除了我们之前的工作,我们的方法与 [60] 和 [53] 最为相似,他们通过众包工作者尝试在开放式对话中引出对话模型的攻击性输出,然后利用这些数据创建有效的安全干预措施。在 [60] 中,他们发布了一个名为 Bot Adversarial Dialogues (BAD) 的数据集,包含约 5K 次对话,涉及 3 个不同规模的对话模型,参数范围从 345M 到 2.7B。我们收集了更多的数据(约 40K 次攻击),并对更大的模型(参数高达 52B)进行了红队测试,以衡量扩展行为,如 [53] 中所述;同时,我们将基于人类反馈的强化学习 [14] 作为最有前景的安全干预措施。

Recent work explores how to automate red teaming by using language models instead of humans as the red team [42]. The approach bootstraps from the BAD dataset [60], and uncovers a variety of harms including (but not limited to) finding groups of people that the dialogue agent discusses in offensive ways, identifying personally identifiable information, and leaking private training data. We uncover similar harms in our dataset and plan to use our own data to systematically compare and contrast the types of harms that can be uncovered in manual versus automated methods in future work (s5).

最近的研究探索了如何通过使用大语言模型而非人类作为红队来自动化红队测试 [42]。该方法从 BAD 数据集 [60] 中引导,揭示了多种危害,包括(但不限于)发现对话代理以冒犯性方式讨论的群体、识别个人身份信息以及泄露私人训练数据。我们在数据集中发现了类似的危害,并计划在未来的工作中使用我们自己的数据来系统比较和对比手动与自动化方法中可能发现的危害类型 (s5)。

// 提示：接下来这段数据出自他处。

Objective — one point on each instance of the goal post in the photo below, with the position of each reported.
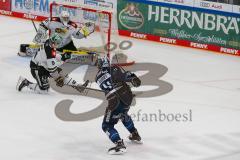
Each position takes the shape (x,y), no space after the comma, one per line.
(100,41)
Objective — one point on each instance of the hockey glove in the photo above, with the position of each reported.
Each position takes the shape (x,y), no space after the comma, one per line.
(136,82)
(41,36)
(60,81)
(88,28)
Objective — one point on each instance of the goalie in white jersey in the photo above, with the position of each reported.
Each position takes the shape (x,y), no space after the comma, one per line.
(64,26)
(45,64)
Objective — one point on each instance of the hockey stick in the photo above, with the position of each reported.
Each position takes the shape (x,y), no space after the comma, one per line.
(34,25)
(84,87)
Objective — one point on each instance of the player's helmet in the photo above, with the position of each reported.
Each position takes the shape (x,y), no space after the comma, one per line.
(103,62)
(56,39)
(65,17)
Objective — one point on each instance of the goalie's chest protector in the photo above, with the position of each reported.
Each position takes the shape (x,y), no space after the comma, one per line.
(46,57)
(56,26)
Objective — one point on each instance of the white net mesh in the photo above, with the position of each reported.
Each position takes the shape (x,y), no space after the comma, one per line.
(106,26)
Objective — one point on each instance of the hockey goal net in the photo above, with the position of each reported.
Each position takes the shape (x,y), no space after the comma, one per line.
(105,40)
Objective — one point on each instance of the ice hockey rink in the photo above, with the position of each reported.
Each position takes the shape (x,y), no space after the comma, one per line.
(206,83)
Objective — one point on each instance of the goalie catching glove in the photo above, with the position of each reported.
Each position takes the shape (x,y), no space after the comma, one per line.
(136,82)
(87,29)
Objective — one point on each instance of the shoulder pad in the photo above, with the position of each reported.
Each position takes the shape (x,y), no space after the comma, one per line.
(56,19)
(71,23)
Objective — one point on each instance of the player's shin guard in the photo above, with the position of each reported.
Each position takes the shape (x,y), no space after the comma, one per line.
(111,132)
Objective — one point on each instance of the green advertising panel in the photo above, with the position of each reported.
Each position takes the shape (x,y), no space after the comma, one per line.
(195,26)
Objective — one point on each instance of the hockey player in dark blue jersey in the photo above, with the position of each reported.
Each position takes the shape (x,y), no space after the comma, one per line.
(113,80)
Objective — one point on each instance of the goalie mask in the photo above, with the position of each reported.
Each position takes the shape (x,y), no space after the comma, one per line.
(56,39)
(65,17)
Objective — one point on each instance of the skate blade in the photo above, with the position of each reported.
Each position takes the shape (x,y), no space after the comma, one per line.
(121,151)
(136,142)
(20,79)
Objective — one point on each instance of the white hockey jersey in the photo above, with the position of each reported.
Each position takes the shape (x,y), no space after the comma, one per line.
(47,57)
(55,25)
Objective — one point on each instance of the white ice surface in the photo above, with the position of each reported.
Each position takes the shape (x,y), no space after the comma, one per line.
(205,82)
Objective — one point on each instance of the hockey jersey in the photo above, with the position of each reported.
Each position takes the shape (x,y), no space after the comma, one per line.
(54,25)
(47,57)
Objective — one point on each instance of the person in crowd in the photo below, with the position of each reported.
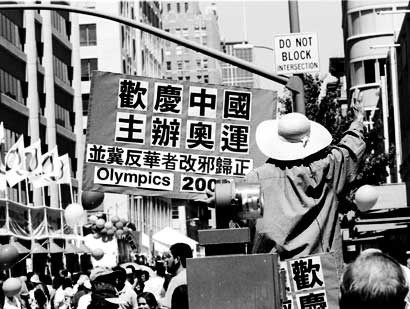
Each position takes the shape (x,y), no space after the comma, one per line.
(130,271)
(176,265)
(155,283)
(62,293)
(11,289)
(300,183)
(83,288)
(125,290)
(39,296)
(373,281)
(144,276)
(147,300)
(139,286)
(104,294)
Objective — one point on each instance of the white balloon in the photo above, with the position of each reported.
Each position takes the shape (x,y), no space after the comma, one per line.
(74,214)
(366,197)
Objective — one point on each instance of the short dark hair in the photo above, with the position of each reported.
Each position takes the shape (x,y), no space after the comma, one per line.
(181,250)
(373,281)
(149,298)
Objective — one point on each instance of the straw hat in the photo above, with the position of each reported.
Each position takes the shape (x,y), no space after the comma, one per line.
(292,137)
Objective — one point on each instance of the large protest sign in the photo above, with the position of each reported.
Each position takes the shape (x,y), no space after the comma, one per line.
(311,282)
(296,53)
(161,137)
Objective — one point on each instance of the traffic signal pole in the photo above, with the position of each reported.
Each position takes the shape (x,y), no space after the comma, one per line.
(293,83)
(298,96)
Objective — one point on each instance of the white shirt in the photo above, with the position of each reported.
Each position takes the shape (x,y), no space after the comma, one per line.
(13,303)
(84,301)
(175,282)
(154,285)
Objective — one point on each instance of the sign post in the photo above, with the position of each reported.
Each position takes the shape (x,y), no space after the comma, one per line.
(296,53)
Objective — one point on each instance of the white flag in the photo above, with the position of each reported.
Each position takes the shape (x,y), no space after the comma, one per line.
(15,163)
(63,171)
(48,169)
(32,155)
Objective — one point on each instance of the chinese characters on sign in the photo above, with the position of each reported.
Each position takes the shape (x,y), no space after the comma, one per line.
(163,135)
(305,284)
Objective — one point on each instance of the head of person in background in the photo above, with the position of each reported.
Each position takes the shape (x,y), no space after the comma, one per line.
(121,276)
(177,261)
(130,271)
(144,276)
(146,300)
(104,295)
(373,281)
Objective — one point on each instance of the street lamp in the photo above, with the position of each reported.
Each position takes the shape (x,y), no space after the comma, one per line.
(395,96)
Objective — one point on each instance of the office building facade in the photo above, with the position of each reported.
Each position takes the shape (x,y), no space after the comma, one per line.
(232,75)
(185,19)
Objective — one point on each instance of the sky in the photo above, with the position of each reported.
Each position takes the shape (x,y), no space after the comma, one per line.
(265,19)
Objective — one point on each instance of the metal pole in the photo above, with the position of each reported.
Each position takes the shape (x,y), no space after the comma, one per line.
(298,96)
(160,33)
(396,108)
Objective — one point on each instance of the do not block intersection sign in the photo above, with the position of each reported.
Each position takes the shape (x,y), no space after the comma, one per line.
(296,53)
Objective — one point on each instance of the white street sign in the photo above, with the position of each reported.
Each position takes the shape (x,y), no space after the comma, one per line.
(296,53)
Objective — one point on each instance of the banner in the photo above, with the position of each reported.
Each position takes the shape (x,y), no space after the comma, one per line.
(3,179)
(15,163)
(32,156)
(311,282)
(63,171)
(47,175)
(171,138)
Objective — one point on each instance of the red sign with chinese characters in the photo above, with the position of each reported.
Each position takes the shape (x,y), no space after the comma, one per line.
(163,137)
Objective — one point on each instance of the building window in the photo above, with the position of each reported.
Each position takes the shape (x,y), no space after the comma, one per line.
(11,86)
(59,23)
(87,66)
(88,35)
(60,70)
(9,31)
(369,71)
(179,65)
(62,116)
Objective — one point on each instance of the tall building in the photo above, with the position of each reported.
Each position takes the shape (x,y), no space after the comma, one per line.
(185,19)
(369,34)
(40,90)
(40,99)
(114,47)
(232,75)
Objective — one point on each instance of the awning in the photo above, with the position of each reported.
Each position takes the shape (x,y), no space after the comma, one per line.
(36,248)
(54,248)
(20,248)
(169,236)
(71,249)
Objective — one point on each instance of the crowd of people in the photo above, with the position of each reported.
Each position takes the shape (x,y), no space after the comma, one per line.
(374,280)
(129,286)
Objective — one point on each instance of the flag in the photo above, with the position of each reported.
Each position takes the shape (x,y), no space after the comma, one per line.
(15,163)
(48,169)
(3,180)
(32,155)
(63,172)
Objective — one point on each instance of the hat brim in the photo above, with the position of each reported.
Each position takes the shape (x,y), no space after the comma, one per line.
(115,300)
(272,146)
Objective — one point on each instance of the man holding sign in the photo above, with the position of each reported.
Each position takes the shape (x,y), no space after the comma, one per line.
(301,182)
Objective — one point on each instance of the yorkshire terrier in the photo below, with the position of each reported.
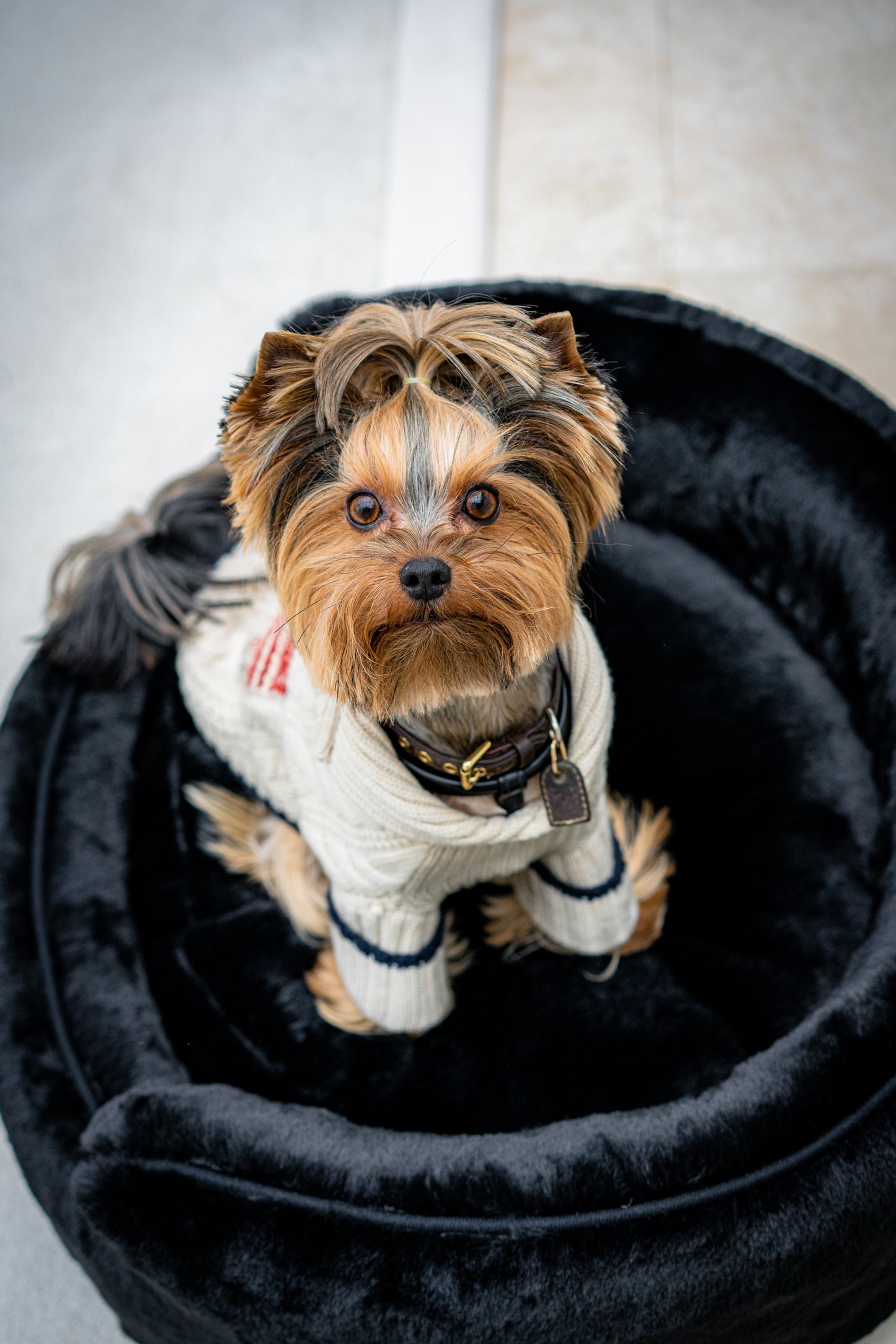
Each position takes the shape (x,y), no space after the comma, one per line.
(396,662)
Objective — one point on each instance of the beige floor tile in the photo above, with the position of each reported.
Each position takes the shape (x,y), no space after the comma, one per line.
(848,316)
(784,133)
(580,187)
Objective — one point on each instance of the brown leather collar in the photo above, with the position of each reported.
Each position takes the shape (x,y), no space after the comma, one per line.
(503,768)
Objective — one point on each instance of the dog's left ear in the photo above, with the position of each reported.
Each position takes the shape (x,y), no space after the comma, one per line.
(572,433)
(559,334)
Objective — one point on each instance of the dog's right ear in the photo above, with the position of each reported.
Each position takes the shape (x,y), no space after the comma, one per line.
(270,428)
(281,382)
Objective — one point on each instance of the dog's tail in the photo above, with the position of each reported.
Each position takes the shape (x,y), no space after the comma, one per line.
(122,597)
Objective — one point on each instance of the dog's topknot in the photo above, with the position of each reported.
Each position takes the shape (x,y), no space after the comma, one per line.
(394,382)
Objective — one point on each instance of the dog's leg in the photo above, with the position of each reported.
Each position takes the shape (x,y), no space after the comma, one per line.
(246,838)
(249,839)
(641,836)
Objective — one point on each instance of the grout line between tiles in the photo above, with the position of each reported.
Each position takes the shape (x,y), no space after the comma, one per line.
(441,152)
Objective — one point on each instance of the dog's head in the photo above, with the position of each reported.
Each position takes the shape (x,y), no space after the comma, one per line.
(424,481)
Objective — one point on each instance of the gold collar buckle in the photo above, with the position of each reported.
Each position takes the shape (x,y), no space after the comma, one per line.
(558,745)
(471,772)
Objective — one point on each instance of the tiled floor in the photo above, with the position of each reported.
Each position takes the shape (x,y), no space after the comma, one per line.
(739,155)
(174,184)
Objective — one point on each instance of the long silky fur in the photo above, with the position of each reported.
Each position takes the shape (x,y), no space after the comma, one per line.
(122,597)
(422,404)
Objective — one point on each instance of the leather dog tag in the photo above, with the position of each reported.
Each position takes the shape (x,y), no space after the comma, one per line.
(564,794)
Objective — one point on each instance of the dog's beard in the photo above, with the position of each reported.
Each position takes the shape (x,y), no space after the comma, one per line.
(424,663)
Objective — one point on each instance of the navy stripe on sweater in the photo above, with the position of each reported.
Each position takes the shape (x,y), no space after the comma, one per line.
(388,959)
(586,892)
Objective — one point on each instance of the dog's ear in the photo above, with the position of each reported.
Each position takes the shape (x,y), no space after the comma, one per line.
(570,436)
(559,334)
(269,440)
(284,374)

More generally, although our work focuses on adversarial attacks on generative models, it is heavily inspired by and related to prior work that examines the efficacy of adversarial testing to find and address vu lner abi lities in NLP algorithms in disc rim i native settings. Some of these efforts augment humans (through guidelines, templates, programmatic generation of attacks, and various combinations thereof) to devise test cases that cause systems to fail [45, 46, 29, 21, 30, 55, 6, 23]. Others use humans in the loop to continuously and dynamically build, break, and fix [20] models in order to continuously make them more robust to failure modes [40, 32, 55, 61]. Finally, a large body of work aims to learn adversarial examples that cause downstream models to produce spurious outputs [50], some of which are reviewed in [59]. However, these examples often seem arbitrary and unintelligible to humans, and thus correspond to a different kind of attack than the ones we consider here.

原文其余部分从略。